Another basis seems to be predicate calculus. A major justification is that boolean-valued functions are basically equivalent to sets. The "comprehension" axiom in ZFC set theory relates the two. Dijkstra's formulation of weakest precondition semantics favors predicates over sets as the most primitive operation.

Then, of course, you have the lambda calculus. This is, in many ways, more appealing because it's closer to real programs, and also has a more concrete flavor. The Church numerals are a particularly pretty way of encoding the natural numbers.

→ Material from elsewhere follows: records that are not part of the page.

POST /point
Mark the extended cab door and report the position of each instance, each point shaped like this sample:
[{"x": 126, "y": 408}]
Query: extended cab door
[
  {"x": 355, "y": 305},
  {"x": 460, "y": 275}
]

In fact, natural numbers alone are universal. You can encode anything you like as Diophantine equations. However, these encodings are really painful. They're useful as logic or philosophy, but not really useful to make real proofs.

A good proof language for the Web may have the TIMTOWDI philosophy, and include mutiple primitives. Having more than one is redundant, but may make proofs considerably easier. For example, in any of the systems it's easy to imagine having numbers so you don't have to prove 2+2=4 every time you need to calculate.

So the criterion for including a primitive should be whether it makes proofs easier, or whether it's just as easy to do the proofs using some other primitive. I'm not sure what all the relations are here.

Another primitive I like is tree constructors, just like ML datatypes. I think that these are easier to work with than many other primitives, but on the other hand each datatype basically creates its own set of axioms, which keeps you from having the same kind of purity as in Metamath. It might be a reasonable tradeoff, though.

One reason I like tree constructors is that they keep types cleanly separated. In the ZFC formalization of mathematics, you can say {0} + {0, 1}, and it makes sense (the answer is 3, by the way). I'd like the concept of integers and the concept of sets to be obviously disjoint.